Light of the Jedi(21)



On the Third Horizon, Jedi Master Avar Kriss heard the new silence of all those souls, lost to the Force forever. Her mouth tightened.

She continued to listen. Something was off, a bad note in the melody. She tried to understand what she was hearing, sensing, knowing that she was stretching her abilities to their limits. There was too much happening in the Hetzal system all at once, and her mind was not truly capable of processing it. She was pushing, trying to make the Force reveal the answer to her—that was not the way. She needed to pull back, not shove forward. Let the Force give her what it willed, in its own time.

Avar slowed her breathing, slowed her heart, felt calm return to her mind and spirit. She listened again for the bad note—as she did, a projectile finally hit the surface of Hetzal Prime, a sea impact, destroying thousands of square kilometers of algae farms, sending water vapor high into the atmosphere and tsunamis outward in a rapidly expanding circle. People died—but hundreds, not thousands or millions, as the farms were mostly automated and droid-managed. Perhaps more would be lost when the waves hit the coasts, but it all could be worse, much worse. The hyperspace fragment was small, and greatly slowed by the water.
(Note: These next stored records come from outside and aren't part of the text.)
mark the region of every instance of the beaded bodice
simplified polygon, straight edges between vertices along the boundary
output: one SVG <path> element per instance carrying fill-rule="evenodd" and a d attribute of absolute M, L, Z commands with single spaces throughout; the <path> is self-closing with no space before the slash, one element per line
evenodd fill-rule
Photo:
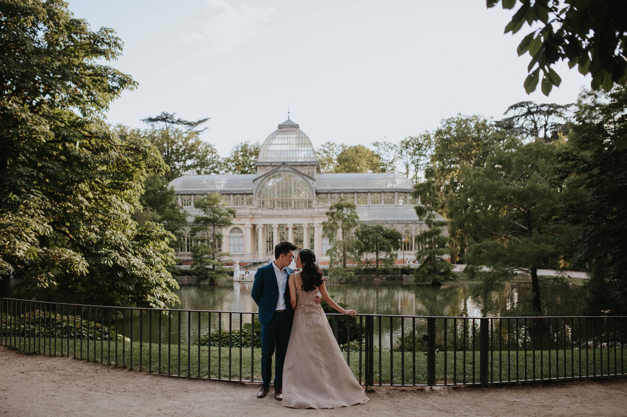
<path fill-rule="evenodd" d="M 296 290 L 296 308 L 294 309 L 294 323 L 312 326 L 314 320 L 325 319 L 324 311 L 319 304 L 314 301 L 318 294 L 318 289 L 306 291 Z"/>

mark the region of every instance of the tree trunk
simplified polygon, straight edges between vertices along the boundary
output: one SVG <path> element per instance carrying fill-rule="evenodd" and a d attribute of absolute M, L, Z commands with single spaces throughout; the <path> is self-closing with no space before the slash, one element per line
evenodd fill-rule
<path fill-rule="evenodd" d="M 538 268 L 531 268 L 531 287 L 534 291 L 534 308 L 539 315 L 542 314 L 542 299 L 540 298 L 540 283 L 538 281 Z"/>
<path fill-rule="evenodd" d="M 11 296 L 11 276 L 9 274 L 0 275 L 0 298 L 8 298 Z"/>
<path fill-rule="evenodd" d="M 342 229 L 342 264 L 346 268 L 346 242 L 344 241 L 344 229 Z"/>

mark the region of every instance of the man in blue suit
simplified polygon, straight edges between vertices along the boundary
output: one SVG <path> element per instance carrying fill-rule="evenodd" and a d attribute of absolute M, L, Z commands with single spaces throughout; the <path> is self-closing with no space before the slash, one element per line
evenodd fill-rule
<path fill-rule="evenodd" d="M 251 295 L 259 306 L 261 323 L 261 379 L 263 384 L 257 393 L 263 398 L 270 389 L 272 377 L 272 354 L 277 348 L 275 361 L 275 398 L 283 399 L 283 364 L 292 331 L 294 311 L 290 303 L 287 280 L 294 271 L 289 268 L 296 245 L 283 241 L 275 246 L 275 260 L 255 274 Z M 319 304 L 322 301 L 316 298 Z"/>

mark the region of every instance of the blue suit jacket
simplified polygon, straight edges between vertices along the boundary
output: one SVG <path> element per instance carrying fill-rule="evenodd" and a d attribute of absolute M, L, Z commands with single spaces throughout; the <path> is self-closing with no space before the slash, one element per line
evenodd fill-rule
<path fill-rule="evenodd" d="M 287 269 L 287 276 L 293 273 L 289 268 Z M 278 284 L 277 283 L 277 274 L 271 264 L 264 265 L 255 273 L 255 282 L 253 283 L 253 290 L 251 291 L 253 299 L 259 306 L 259 321 L 262 323 L 267 323 L 274 316 L 277 309 L 277 303 L 278 303 L 279 296 L 285 297 L 285 312 L 288 314 L 290 322 L 292 322 L 294 315 L 294 310 L 290 303 L 290 288 L 285 283 L 285 293 L 278 293 Z"/>

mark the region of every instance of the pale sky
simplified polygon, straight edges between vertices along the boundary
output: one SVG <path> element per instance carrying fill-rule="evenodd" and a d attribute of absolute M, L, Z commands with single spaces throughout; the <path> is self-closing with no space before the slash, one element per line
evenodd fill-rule
<path fill-rule="evenodd" d="M 287 116 L 312 140 L 398 142 L 461 113 L 498 119 L 515 103 L 566 104 L 589 78 L 564 63 L 549 97 L 523 88 L 530 31 L 503 34 L 513 11 L 485 0 L 70 0 L 92 29 L 114 29 L 112 65 L 139 87 L 107 121 L 145 127 L 162 111 L 210 117 L 203 134 L 226 154 L 263 142 Z"/>

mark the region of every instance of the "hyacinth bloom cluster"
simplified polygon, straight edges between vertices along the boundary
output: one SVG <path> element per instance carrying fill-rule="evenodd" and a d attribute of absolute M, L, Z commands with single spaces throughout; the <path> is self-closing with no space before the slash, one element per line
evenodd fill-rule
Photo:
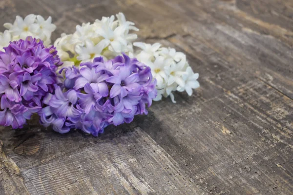
<path fill-rule="evenodd" d="M 40 39 L 28 37 L 0 52 L 0 125 L 21 128 L 40 111 L 42 99 L 57 82 L 62 64 L 57 51 Z"/>
<path fill-rule="evenodd" d="M 96 58 L 61 72 L 63 87 L 55 85 L 40 112 L 41 122 L 61 133 L 76 128 L 97 136 L 110 124 L 129 123 L 134 116 L 147 114 L 146 105 L 150 106 L 157 94 L 150 68 L 125 54 L 105 62 Z"/>
<path fill-rule="evenodd" d="M 13 24 L 5 23 L 4 27 L 8 30 L 0 33 L 0 51 L 3 51 L 10 41 L 25 39 L 29 36 L 41 39 L 43 44 L 48 46 L 51 43 L 52 32 L 56 28 L 50 16 L 45 20 L 42 16 L 34 14 L 27 15 L 24 19 L 17 16 Z"/>
<path fill-rule="evenodd" d="M 158 96 L 154 100 L 170 96 L 175 103 L 172 92 L 186 91 L 190 96 L 192 89 L 199 87 L 197 80 L 199 75 L 193 73 L 183 53 L 173 48 L 162 47 L 158 43 L 151 45 L 134 42 L 133 45 L 141 49 L 135 57 L 150 67 L 154 78 L 157 79 Z"/>
<path fill-rule="evenodd" d="M 133 22 L 126 21 L 123 13 L 116 16 L 117 20 L 114 16 L 103 17 L 92 24 L 78 25 L 73 34 L 62 34 L 54 45 L 64 62 L 63 67 L 92 62 L 99 57 L 107 60 L 122 53 L 133 52 L 132 42 L 137 35 L 129 31 L 138 29 Z"/>

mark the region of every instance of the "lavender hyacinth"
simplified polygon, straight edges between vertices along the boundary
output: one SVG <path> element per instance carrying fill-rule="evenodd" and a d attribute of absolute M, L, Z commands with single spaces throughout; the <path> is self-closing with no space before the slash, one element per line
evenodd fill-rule
<path fill-rule="evenodd" d="M 22 128 L 42 109 L 43 97 L 52 93 L 55 73 L 62 62 L 53 46 L 28 37 L 11 42 L 0 52 L 0 125 Z"/>
<path fill-rule="evenodd" d="M 98 136 L 110 124 L 147 114 L 146 104 L 150 106 L 157 94 L 149 67 L 124 54 L 106 62 L 96 58 L 81 66 L 61 70 L 64 88 L 55 85 L 55 93 L 43 101 L 47 106 L 40 116 L 45 126 L 52 124 L 61 133 L 77 128 Z"/>

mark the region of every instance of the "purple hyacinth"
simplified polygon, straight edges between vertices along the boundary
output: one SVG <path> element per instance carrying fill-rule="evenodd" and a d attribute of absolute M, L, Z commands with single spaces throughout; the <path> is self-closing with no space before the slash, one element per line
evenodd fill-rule
<path fill-rule="evenodd" d="M 0 52 L 0 125 L 21 128 L 41 110 L 44 96 L 53 92 L 55 71 L 62 62 L 55 48 L 31 37 L 4 49 Z"/>
<path fill-rule="evenodd" d="M 40 112 L 45 126 L 52 124 L 61 133 L 76 128 L 97 136 L 110 124 L 129 123 L 134 116 L 147 114 L 146 104 L 150 106 L 157 94 L 149 67 L 125 54 L 105 62 L 97 58 L 81 67 L 60 71 L 64 73 L 64 88 L 55 85 Z"/>

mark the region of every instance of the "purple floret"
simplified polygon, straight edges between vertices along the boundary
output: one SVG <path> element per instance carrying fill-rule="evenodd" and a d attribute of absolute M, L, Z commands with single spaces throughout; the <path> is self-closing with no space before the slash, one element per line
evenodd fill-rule
<path fill-rule="evenodd" d="M 46 94 L 53 92 L 55 71 L 62 62 L 55 48 L 31 37 L 4 49 L 0 52 L 0 125 L 22 128 L 41 110 Z"/>
<path fill-rule="evenodd" d="M 106 62 L 97 58 L 81 67 L 60 71 L 64 88 L 55 85 L 55 93 L 44 98 L 44 125 L 61 133 L 76 128 L 98 136 L 109 125 L 130 123 L 134 116 L 147 114 L 146 105 L 149 107 L 157 94 L 149 67 L 125 54 Z"/>

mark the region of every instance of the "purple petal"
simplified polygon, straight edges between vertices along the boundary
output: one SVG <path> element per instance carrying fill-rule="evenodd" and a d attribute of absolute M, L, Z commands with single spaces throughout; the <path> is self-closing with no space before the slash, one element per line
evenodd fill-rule
<path fill-rule="evenodd" d="M 124 87 L 121 87 L 121 97 L 124 98 L 127 95 L 127 92 Z"/>
<path fill-rule="evenodd" d="M 127 77 L 125 79 L 125 83 L 127 84 L 132 83 L 137 80 L 139 78 L 139 75 L 138 73 L 132 74 Z"/>
<path fill-rule="evenodd" d="M 36 86 L 34 85 L 31 82 L 29 82 L 27 85 L 27 89 L 29 91 L 33 92 L 35 92 L 38 91 L 39 88 Z"/>
<path fill-rule="evenodd" d="M 91 79 L 92 72 L 91 70 L 87 67 L 83 67 L 80 70 L 81 75 L 88 80 Z"/>
<path fill-rule="evenodd" d="M 55 98 L 52 98 L 49 101 L 49 105 L 50 106 L 52 107 L 53 108 L 59 108 L 62 105 L 64 104 L 64 101 L 57 99 Z"/>
<path fill-rule="evenodd" d="M 112 76 L 107 78 L 106 81 L 111 83 L 120 84 L 121 83 L 121 79 L 118 76 Z"/>
<path fill-rule="evenodd" d="M 85 85 L 84 85 L 84 91 L 85 92 L 85 93 L 86 93 L 88 94 L 93 94 L 94 93 L 94 90 L 91 88 L 90 84 L 89 83 L 85 84 Z"/>
<path fill-rule="evenodd" d="M 110 98 L 113 98 L 118 96 L 121 92 L 121 86 L 119 84 L 115 84 L 111 88 L 110 90 Z"/>
<path fill-rule="evenodd" d="M 54 85 L 54 86 L 55 88 L 55 92 L 56 98 L 58 99 L 60 99 L 63 101 L 66 101 L 67 99 L 66 98 L 65 98 L 65 96 L 64 96 L 64 94 L 63 94 L 63 92 L 62 92 L 60 87 L 59 87 L 57 85 Z"/>
<path fill-rule="evenodd" d="M 75 90 L 68 91 L 67 94 L 67 98 L 73 104 L 75 104 L 77 101 L 77 94 Z"/>
<path fill-rule="evenodd" d="M 25 93 L 26 93 L 27 91 L 27 88 L 26 87 L 26 86 L 23 85 L 22 83 L 21 83 L 20 90 L 21 96 L 23 96 L 24 94 L 25 94 Z"/>
<path fill-rule="evenodd" d="M 30 80 L 31 76 L 28 73 L 24 73 L 23 74 L 23 77 L 22 78 L 22 81 L 25 80 Z"/>
<path fill-rule="evenodd" d="M 108 85 L 105 82 L 100 82 L 98 84 L 99 93 L 103 97 L 106 97 L 109 95 Z"/>
<path fill-rule="evenodd" d="M 19 83 L 16 80 L 11 80 L 10 82 L 10 86 L 13 89 L 15 89 L 19 86 Z"/>
<path fill-rule="evenodd" d="M 88 80 L 83 77 L 78 78 L 75 81 L 75 85 L 73 87 L 74 89 L 78 90 L 84 87 L 86 83 L 88 83 Z"/>
<path fill-rule="evenodd" d="M 22 97 L 23 97 L 23 98 L 26 100 L 30 100 L 34 98 L 34 92 L 30 91 L 26 91 L 25 94 L 24 94 L 24 95 L 23 95 L 23 96 Z"/>

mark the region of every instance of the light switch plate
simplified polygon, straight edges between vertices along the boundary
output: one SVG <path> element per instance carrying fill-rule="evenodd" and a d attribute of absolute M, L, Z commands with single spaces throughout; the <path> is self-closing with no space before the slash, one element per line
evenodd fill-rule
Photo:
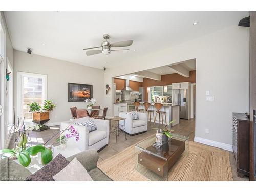
<path fill-rule="evenodd" d="M 206 98 L 206 101 L 213 101 L 214 100 L 214 96 L 207 96 Z"/>

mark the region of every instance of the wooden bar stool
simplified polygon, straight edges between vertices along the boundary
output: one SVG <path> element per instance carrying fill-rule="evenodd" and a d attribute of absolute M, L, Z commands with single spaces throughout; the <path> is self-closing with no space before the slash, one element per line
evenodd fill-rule
<path fill-rule="evenodd" d="M 135 111 L 139 112 L 141 111 L 143 111 L 143 109 L 142 108 L 139 108 L 139 107 L 140 106 L 140 103 L 139 102 L 135 102 L 134 106 L 135 106 Z"/>
<path fill-rule="evenodd" d="M 166 123 L 166 111 L 160 111 L 161 108 L 163 107 L 163 104 L 160 103 L 155 103 L 154 104 L 155 107 L 157 109 L 156 111 L 156 116 L 155 117 L 155 120 L 154 121 L 154 124 L 156 123 L 156 119 L 157 118 L 157 114 L 159 114 L 158 116 L 158 125 L 160 126 L 160 114 L 161 114 L 161 116 L 162 116 L 162 124 L 163 125 L 163 113 L 164 114 L 164 117 L 165 117 L 165 123 Z"/>
<path fill-rule="evenodd" d="M 154 119 L 155 114 L 154 114 L 154 110 L 148 109 L 151 106 L 151 104 L 150 104 L 149 102 L 145 102 L 143 103 L 143 105 L 145 108 L 145 111 L 147 112 L 147 121 L 151 121 L 151 112 L 153 113 L 153 119 Z"/>

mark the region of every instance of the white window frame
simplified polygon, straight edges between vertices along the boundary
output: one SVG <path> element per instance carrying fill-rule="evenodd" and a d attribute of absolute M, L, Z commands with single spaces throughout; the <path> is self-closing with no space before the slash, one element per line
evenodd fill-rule
<path fill-rule="evenodd" d="M 23 88 L 23 78 L 26 76 L 35 78 L 39 77 L 42 79 L 42 90 L 44 90 L 44 94 L 43 94 L 44 98 L 42 100 L 47 100 L 47 75 L 18 71 L 17 74 L 17 115 L 21 117 L 23 117 L 23 94 L 22 92 Z M 27 119 L 26 121 L 30 122 L 32 121 L 32 120 Z"/>
<path fill-rule="evenodd" d="M 10 124 L 13 124 L 14 117 L 13 117 L 13 107 L 14 107 L 14 81 L 13 81 L 13 68 L 12 68 L 11 63 L 10 62 L 8 57 L 6 57 L 7 69 L 10 68 L 11 73 L 10 74 L 10 80 L 6 82 L 6 107 L 7 107 L 7 131 L 6 132 L 7 138 L 9 139 L 11 135 L 11 132 L 8 133 L 8 126 Z M 9 71 L 8 71 L 9 72 Z M 11 96 L 11 100 L 9 99 L 10 96 Z"/>
<path fill-rule="evenodd" d="M 6 132 L 7 132 L 7 118 L 6 118 L 6 29 L 5 29 L 4 20 L 0 14 L 0 27 L 3 29 L 4 32 L 3 39 L 1 42 L 0 50 L 3 50 L 3 53 L 0 51 L 0 57 L 2 58 L 2 63 L 0 64 L 0 105 L 2 106 L 3 113 L 0 116 L 0 149 L 6 147 Z M 1 36 L 0 35 L 0 38 Z M 2 44 L 3 43 L 3 44 Z"/>

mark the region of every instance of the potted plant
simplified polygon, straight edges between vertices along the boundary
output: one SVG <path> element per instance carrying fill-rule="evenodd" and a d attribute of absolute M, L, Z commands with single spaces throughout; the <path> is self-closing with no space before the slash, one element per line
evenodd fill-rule
<path fill-rule="evenodd" d="M 173 137 L 172 133 L 174 130 L 172 130 L 169 128 L 169 125 L 174 122 L 173 120 L 169 123 L 168 123 L 164 129 L 162 130 L 162 133 L 163 134 L 162 141 L 163 142 L 167 142 L 169 138 L 172 138 Z"/>
<path fill-rule="evenodd" d="M 84 101 L 86 102 L 86 107 L 88 110 L 92 109 L 92 106 L 93 106 L 94 104 L 95 104 L 97 102 L 95 99 L 92 98 L 91 99 L 87 99 Z"/>
<path fill-rule="evenodd" d="M 14 134 L 15 135 L 16 133 L 19 134 L 19 136 L 17 141 L 14 141 L 14 148 L 13 149 L 3 149 L 0 150 L 0 154 L 8 157 L 10 159 L 17 160 L 19 162 L 20 164 L 24 166 L 28 166 L 31 162 L 31 156 L 37 155 L 38 153 L 40 153 L 40 159 L 43 164 L 46 164 L 51 162 L 53 159 L 53 153 L 52 151 L 52 147 L 55 143 L 54 142 L 52 145 L 47 146 L 46 144 L 53 138 L 59 137 L 65 131 L 67 131 L 70 133 L 70 134 L 66 134 L 67 138 L 75 137 L 76 140 L 78 141 L 79 139 L 79 133 L 76 131 L 74 127 L 70 125 L 73 123 L 71 122 L 66 129 L 60 131 L 55 133 L 52 137 L 44 143 L 44 144 L 38 144 L 35 146 L 29 147 L 27 145 L 28 142 L 29 135 L 29 130 L 34 129 L 38 129 L 40 125 L 36 125 L 26 129 L 23 124 L 19 126 L 19 124 L 18 126 L 14 126 Z M 27 135 L 26 133 L 28 133 Z M 57 141 L 58 139 L 55 140 Z M 66 141 L 67 141 L 67 140 Z"/>
<path fill-rule="evenodd" d="M 50 120 L 50 111 L 52 111 L 54 108 L 56 108 L 56 105 L 54 104 L 52 101 L 46 100 L 45 100 L 42 109 L 38 103 L 36 102 L 28 104 L 28 105 L 29 111 L 33 113 L 33 122 L 41 125 L 43 125 Z M 47 129 L 49 127 L 44 125 L 36 131 L 40 131 Z"/>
It did not penetrate the planet’s crust.



A bad note, certainly…but no worse than the other bits of ugliness and pain she was hearing. The system remained out of balance, despite the ongoing efforts of the Jedi and Republic to save it. No, what she was seeking was not a bad note.

It was a missing note. There was a hole, right in the middle of her awareness. Something she was not hearing, something the Force was trying to point out to her. But with everything else she was tracking—the anomalies, the fear of the people trapped aboard some of them, her own teams trying to help, and just the web of life within the system—it was all too complex, too distracting.

She was missing something. And if she could not find a way to hear it, she believed everything they were doing here might, in the end, mean nothing.

Avar Kriss opened her spirit as much as she could.

She listened.





“Now, Petty Officer,” ordered Captain Bright, and Innamin activated the fire suppressor systems. A line of green foam arced out from nozzles mounted below the Longbeam’s cockpit, impacting the flames rippling across the damaged sunfarm’s docking ring.

The moment the fire was out, Bright maneuvered the ship forward, trying to get a good seal with the docking mechanism. It wasn’t easy. The array had been badly damaged when the hyperspace projectile smashed through its outer arms, and the whole station was in a loose, fast spin. The giant mess of solar panels, bracing struts, and the large central crew compartment were all equipped with external thrusters, which were trying to compensate for the spin. But whatever droid brain was in charge of the anti-spin system didn’t seem to understand that the mass of the array had changed drastically when it lost so many arms in the collision.

All the little attitude adjustments, vapor buzzing out into space from the maneuvering jets…they just made things worse. The central sphere, where the operations crew lived and worked, was vibrating, buzzing like a hive full of irritated insects. Connecting the Aurora IX to the station’s docking system without destroying ship, station, or both required the most skillful possible flying.



Fortunately, Captain Bright was a very skillful flier.

“Let’s get in there,” he said, watching his control panel light up green as the diagnostics told him the docking seal was good. He looked up and saw his team—Petty Officer Innamin and Ensign Peeples, both of whom had suited up in emergency rescue gear pulled from the Longbeam’s lockers.

“This station had a crew complement of seven,” Bright said. “It’s not that big, but there are still plenty of places to hide. They aren’t responding to our comms, which means either they’re injured or the array’s systems were damaged when the projectile hit. We’ll have to do a sweep. We’ll split up, each of us taking a third of the decks. If you find someone, bring them back to the air lock. If you need help, call for the droid.”

He nodded toward the floating silver cylinder hovering just outside the cockpit, vertically oriented and rounded on top and bottom. A pill droid. Very simple design, with one large, round crystal eye and a speaker grille below. It didn’t seem particularly functional, but that was deceptive. Bright had seen these things work. The droid had a variety of extender arms hidden behind sleek panels on its body, and could use them for everything from moving wreckage off trapped victims to performing basic on-site surgery. Handy machine to have around.

“Let’s go,” Bright said, and pressed the release that opened the Aurora IX’s air lock.

A wash of furnacelike air flooded out from the damaged station, bringing with it odors of chemically tinged smoke, melted plastoid, and overheated metal.

“It’s burning,” Ensign Peeples said, his proboscis vibrating almost as intensely as the station itself. “It stinks. Maybe the solar array had too much pharphar for lunch.”

“Yeah, well, I’m getting it, too—my tentacles are almost as sensitive as your nose, Peeples. Just put on your mask and take shallow breaths. We have a job to do.”



The three operatives spread out through the station. The smoke thickened, and despite the tech-enhanced goggles they all wore, it rapidly became obvious that a visual search would be ineffective. The searchers called out as they moved along the decks, paused to listen for responses, then kept going.